The difficulty is that close examination reveals that the Enlightenment project has failed. Though we are one society, we are not one moral community. We do not in fact share one content-full moral narrative. We are separated in disparate moral communities in disagreement about matters of substance. One finds in moral philosophy and bioethics as many and as different accounts of justice, fairness, and moral probity as there are major established religions. This moral diversity calls out for a recognition that bioethics is a plural noun. There is not one bioethics. Honestly facing the plurality of bioethical understandings requires informing citizens regarding this diversity, as well as regarding the particularity of the content of the moral commitments that underlie proposed health care policy. The recognition that bioethics is in the plural may in secular terms be as painful as the recognition by America's founding fathers that, from the national perspective, religion would be in the plural for America.
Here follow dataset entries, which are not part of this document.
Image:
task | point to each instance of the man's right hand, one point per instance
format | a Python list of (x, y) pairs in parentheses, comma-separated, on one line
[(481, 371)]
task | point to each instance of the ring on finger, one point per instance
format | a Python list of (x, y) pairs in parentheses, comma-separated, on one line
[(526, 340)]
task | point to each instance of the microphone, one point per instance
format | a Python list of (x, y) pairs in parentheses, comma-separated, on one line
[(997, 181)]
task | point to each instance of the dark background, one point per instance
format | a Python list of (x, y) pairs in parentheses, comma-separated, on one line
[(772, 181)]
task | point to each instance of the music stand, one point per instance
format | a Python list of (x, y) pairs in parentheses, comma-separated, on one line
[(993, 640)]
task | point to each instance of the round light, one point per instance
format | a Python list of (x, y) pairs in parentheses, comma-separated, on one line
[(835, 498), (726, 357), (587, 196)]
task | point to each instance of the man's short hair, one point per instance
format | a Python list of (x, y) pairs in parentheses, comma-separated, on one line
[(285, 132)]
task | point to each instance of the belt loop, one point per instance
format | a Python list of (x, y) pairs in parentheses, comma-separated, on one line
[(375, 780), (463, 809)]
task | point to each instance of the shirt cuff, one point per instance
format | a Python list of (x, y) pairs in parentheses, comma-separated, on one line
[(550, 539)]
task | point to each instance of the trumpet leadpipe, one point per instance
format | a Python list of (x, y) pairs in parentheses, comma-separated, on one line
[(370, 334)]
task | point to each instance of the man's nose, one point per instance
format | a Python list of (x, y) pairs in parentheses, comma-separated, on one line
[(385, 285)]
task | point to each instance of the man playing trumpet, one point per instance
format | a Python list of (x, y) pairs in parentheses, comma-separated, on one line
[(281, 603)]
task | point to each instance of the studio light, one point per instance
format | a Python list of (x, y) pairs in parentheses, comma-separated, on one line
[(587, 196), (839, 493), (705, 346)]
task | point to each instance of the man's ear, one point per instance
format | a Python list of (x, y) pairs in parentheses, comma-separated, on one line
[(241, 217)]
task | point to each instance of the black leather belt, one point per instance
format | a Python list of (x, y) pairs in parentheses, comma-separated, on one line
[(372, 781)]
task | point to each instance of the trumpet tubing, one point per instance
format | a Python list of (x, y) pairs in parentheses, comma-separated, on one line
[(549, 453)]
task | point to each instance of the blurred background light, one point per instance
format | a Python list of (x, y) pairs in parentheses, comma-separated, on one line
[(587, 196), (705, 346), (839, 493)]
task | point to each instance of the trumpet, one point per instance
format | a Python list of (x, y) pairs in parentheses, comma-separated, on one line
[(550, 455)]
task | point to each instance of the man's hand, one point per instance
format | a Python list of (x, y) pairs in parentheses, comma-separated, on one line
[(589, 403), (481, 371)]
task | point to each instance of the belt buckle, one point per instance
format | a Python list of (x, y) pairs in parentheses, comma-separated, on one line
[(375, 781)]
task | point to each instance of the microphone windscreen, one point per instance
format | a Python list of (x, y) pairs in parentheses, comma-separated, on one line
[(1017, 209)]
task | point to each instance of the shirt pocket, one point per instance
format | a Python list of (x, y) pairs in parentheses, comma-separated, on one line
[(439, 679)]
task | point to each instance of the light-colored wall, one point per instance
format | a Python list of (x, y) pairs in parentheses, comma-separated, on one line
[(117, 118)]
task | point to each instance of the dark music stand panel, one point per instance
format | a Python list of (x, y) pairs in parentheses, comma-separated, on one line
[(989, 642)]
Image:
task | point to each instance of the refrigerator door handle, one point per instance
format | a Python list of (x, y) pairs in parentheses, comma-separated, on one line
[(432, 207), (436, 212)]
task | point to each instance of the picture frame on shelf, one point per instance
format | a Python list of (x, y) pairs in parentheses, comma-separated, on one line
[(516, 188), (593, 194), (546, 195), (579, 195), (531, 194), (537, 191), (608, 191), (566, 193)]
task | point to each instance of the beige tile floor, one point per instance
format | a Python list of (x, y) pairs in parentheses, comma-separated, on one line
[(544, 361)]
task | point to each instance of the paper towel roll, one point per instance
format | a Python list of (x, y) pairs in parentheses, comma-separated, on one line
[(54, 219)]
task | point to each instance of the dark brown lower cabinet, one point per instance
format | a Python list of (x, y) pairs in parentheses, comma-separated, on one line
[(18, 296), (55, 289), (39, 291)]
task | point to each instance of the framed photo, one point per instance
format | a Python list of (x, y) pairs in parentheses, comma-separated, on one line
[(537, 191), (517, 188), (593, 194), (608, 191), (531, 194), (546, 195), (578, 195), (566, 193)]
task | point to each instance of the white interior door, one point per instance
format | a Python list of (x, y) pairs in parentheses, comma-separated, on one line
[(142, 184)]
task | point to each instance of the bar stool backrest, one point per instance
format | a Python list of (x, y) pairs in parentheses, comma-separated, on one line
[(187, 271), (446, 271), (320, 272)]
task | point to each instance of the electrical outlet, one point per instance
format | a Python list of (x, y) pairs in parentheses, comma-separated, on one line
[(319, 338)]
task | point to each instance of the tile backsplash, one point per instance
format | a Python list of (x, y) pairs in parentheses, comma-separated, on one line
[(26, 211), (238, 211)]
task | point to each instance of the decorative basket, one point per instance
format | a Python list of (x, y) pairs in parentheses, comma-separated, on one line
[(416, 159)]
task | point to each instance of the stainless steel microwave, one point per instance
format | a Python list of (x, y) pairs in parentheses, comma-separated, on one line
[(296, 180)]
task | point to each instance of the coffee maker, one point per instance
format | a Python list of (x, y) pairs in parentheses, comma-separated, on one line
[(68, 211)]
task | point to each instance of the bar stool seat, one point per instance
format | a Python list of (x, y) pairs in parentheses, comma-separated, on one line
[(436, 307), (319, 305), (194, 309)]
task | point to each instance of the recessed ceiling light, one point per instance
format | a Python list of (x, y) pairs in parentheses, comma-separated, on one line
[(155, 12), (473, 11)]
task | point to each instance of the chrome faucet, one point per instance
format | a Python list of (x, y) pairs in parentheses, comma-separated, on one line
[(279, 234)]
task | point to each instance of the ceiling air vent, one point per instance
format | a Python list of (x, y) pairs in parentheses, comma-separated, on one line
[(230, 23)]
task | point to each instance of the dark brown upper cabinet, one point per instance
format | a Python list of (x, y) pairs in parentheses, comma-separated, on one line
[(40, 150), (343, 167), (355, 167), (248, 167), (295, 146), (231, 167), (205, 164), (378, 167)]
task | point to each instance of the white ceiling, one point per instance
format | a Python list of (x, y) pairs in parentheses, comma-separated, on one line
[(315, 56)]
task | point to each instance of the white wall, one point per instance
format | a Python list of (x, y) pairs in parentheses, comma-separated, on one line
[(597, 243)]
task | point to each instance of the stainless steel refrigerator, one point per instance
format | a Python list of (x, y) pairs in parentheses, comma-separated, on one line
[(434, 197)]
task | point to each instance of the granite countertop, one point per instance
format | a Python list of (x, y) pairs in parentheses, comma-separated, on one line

As some founders experienced the pain of denying themselves an established religion, we, too, must experience the pain of denying for ourselves an established, all-encompassing understanding of justice and fairness. After all, for many their secular moral beliefs play a role analogous to that of religious conviction.
(H. Tristram Engelhardt Jr, "Health Care Reform: A Study in Moral Malfeasance," The Journal of Medicine and Philosophy 19 [October 1994]: 501-16, at 508-10 [parenthetical reference omitted])
Note from KBJ: Much of what Engelhardt said about the Clinton health-care proposal (a.k.a. HillaryCare) in 1994 applies to ObamaCare in 2010.